There are no easy answers, but there is hope.
- When supporting a partner or family member who is in active addiction to alcohol or other drugs, it’s critically important that you also take care of your well-being.
- While addiction can certainly cause conflict, it can be possible to have a healthy relationship with someone who is willing to take the steps of going through treatment and healing.
- It can lock you into destructive and harmful patterns of behavior.
- Remember the times you’ve helped the addict or alcoholic in your life.
Asking a friend for help in some small aspect of your care is often a comfortable first step. It can lock you into destructive and harmful patterns of behavior. Accepting the partner has a problem and seeking help based on this is one way of acknowledging your needs. Caring for yourself and your needs has been on the back burner for years, and this needs to change.
The essential qualities of addiction and key strategies for recovery.
The worst part isn’t even really the drug use or effect itself – it’s his denial of the effect the addiction has on him, which leads to him raging on me for things I didn’t do or didn’t happen. Any action I take from a place of fear or confusion, or in response to one of his betrayals or lies, gets flipped around on me so I end up the perpetrator. He almost broke up with me because I filed a missing person report on him because I thought he was dead after he disappeared for four days and none of his friends knew where he went. I’ve worked with plenty of addicts, but the words in this post come from loving one. I have someone in my life who has been addicted to various substances. It’s been even more heartbreaking to watch the effect on the people I love who are closer to him than I am.
- In the end, when we can no longer get anything like high practicing our addiction, we may still be driven to engage in it just to feel sane or to avoid the physical and psychological suffering of withdrawal.
- By the time a person is addicted, their behaviors are conditioned, and the brain changes that have occurred make stopping seem like an impossibility.
- So as with other addictions, recognizing the problem is a difficult but essential first step.
- Although more common in romantic relationships, love addiction can occur within families, in friendships, and even with strangers.
- Working with a therapist may also help you reconnect with yourself if you feel out of touch with your own wants and needs.

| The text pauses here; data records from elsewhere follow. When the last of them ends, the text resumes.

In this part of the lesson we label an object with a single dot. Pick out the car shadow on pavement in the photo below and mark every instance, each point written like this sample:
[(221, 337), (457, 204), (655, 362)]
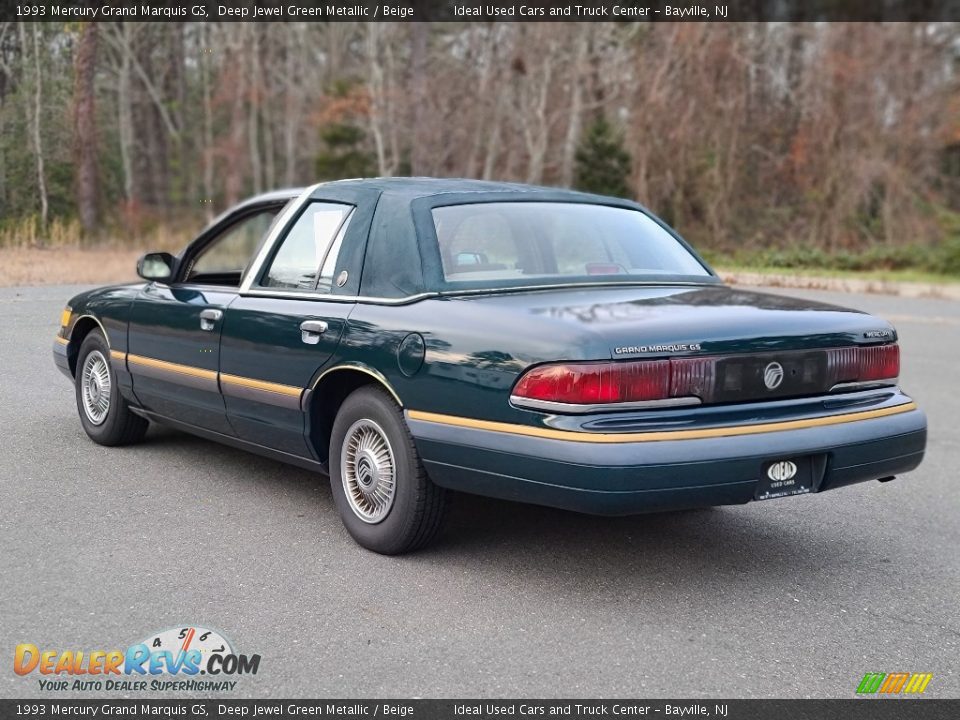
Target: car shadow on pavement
[(692, 551)]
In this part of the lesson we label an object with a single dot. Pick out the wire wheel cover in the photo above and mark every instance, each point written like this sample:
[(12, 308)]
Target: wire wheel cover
[(369, 471), (95, 386)]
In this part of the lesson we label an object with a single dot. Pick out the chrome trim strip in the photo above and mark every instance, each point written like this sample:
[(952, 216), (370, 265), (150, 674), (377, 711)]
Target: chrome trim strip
[(572, 409), (658, 435), (278, 228), (257, 394), (568, 286), (197, 378), (866, 385)]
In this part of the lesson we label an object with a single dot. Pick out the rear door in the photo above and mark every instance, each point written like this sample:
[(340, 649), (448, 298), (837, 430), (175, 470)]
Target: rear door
[(173, 348), (288, 321)]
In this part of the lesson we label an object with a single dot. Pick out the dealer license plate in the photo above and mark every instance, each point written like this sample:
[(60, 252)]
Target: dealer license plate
[(784, 477)]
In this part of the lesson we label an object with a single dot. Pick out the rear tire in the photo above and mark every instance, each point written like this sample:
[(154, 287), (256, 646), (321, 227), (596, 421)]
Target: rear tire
[(104, 414), (380, 487)]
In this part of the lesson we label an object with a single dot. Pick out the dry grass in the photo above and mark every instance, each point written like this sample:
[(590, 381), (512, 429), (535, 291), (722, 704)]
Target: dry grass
[(66, 265)]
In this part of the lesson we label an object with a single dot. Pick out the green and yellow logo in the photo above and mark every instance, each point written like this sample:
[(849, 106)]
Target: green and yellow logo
[(894, 683)]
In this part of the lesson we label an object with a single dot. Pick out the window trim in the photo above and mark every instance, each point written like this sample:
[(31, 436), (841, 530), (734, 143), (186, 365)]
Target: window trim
[(195, 249), (262, 265)]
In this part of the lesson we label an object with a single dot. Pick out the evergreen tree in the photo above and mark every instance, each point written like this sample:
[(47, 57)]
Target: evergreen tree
[(601, 163)]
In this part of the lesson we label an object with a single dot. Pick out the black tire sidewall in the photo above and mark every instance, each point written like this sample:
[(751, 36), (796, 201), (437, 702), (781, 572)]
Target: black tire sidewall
[(394, 533), (111, 428)]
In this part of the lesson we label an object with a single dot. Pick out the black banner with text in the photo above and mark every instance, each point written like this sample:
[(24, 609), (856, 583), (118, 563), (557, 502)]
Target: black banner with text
[(859, 709), (475, 10)]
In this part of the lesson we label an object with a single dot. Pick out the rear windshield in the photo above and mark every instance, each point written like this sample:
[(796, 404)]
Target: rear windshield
[(534, 243)]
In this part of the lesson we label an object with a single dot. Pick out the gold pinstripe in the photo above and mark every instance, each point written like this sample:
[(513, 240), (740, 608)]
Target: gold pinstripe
[(653, 436), (171, 367), (261, 385)]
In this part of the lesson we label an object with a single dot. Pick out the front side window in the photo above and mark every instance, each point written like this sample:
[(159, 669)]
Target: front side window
[(312, 244), (225, 257), (513, 244)]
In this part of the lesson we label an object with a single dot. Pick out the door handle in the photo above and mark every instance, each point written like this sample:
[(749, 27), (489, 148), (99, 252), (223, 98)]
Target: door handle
[(311, 330), (209, 318)]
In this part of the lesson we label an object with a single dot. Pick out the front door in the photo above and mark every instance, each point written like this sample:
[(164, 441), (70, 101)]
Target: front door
[(287, 323), (173, 345)]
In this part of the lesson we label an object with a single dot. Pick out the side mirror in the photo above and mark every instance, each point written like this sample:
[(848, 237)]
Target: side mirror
[(156, 266)]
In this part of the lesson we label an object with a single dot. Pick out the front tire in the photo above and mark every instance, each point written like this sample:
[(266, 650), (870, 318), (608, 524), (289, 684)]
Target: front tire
[(104, 413), (383, 494)]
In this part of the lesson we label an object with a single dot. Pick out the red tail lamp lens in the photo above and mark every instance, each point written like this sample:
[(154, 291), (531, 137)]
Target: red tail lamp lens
[(863, 364), (593, 383), (879, 363)]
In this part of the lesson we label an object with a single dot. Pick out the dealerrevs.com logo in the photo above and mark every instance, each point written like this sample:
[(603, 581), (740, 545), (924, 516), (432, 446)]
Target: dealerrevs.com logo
[(894, 683), (170, 660)]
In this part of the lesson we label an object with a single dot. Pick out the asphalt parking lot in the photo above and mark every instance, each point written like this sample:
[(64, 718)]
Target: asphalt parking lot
[(100, 547)]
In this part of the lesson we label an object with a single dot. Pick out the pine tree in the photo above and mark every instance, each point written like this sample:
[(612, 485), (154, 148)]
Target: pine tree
[(602, 164)]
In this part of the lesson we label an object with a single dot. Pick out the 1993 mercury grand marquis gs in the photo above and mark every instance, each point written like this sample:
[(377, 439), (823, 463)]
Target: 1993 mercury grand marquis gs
[(413, 336)]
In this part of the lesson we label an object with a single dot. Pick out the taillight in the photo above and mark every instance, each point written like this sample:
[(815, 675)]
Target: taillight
[(694, 379), (879, 363), (597, 383), (863, 364)]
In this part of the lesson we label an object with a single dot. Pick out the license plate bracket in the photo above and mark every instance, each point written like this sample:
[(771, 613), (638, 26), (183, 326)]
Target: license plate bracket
[(785, 477)]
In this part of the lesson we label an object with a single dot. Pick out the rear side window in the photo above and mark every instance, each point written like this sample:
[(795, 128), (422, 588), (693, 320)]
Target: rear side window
[(504, 244), (311, 244)]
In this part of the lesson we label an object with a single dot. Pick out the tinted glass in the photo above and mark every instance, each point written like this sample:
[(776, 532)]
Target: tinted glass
[(532, 242), (303, 251), (231, 252)]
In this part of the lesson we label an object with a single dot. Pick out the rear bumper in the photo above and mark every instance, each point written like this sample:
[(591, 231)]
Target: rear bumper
[(622, 478)]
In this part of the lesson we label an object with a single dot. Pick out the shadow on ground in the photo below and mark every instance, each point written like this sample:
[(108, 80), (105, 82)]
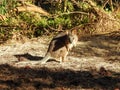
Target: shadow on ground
[(27, 78), (28, 56), (102, 45)]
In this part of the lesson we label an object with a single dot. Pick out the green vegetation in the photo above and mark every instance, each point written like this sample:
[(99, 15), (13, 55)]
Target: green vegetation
[(65, 13)]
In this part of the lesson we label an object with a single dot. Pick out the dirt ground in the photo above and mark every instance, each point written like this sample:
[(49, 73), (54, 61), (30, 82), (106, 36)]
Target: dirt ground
[(94, 64)]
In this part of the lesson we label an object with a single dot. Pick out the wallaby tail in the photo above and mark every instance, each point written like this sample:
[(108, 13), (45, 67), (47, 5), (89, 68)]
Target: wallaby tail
[(45, 59)]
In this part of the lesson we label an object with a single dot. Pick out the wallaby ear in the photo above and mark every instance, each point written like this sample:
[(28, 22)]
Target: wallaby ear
[(67, 32), (74, 31)]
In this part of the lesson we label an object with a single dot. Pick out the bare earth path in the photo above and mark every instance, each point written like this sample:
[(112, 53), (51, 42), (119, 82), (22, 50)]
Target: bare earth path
[(94, 64)]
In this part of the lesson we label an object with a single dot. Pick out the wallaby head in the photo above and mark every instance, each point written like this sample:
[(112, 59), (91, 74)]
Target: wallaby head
[(72, 36)]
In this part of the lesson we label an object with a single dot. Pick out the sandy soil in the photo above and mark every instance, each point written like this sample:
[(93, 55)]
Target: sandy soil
[(93, 64)]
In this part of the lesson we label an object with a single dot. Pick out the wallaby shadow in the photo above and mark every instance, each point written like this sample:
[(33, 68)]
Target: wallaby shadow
[(29, 57), (45, 78), (32, 58)]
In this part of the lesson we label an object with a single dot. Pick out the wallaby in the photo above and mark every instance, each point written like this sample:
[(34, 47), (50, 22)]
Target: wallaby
[(60, 45)]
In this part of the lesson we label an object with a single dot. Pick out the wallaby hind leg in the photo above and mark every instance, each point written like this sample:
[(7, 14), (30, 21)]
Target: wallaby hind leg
[(45, 59)]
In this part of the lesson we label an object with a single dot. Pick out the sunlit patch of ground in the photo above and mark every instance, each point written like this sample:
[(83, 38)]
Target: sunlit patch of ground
[(94, 64)]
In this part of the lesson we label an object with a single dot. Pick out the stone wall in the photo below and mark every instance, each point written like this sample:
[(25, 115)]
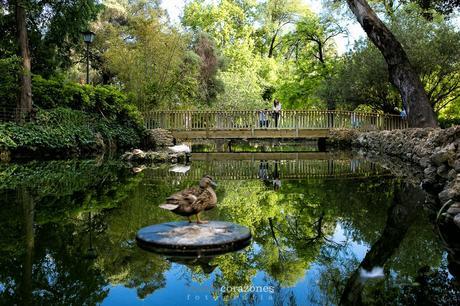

- My firmness got him to be with me, even though he wanted to write off Christmas, but he did it; even though he slept on and off most of the week to get over the drugs.The thing is, I don’t get anger or denial from him.
- I don’t really even know what my question is at this point, maybe I’m just feeling a need to share my experience.
- I’m knee deep in the woes of loving my addict and feeling so helpless and I needed this energy so much right now.
- Loving an addict is one of the most difficult things that can happen to most people.
- Counseling can also be helpful as you adjust to your loved one’s sobriety.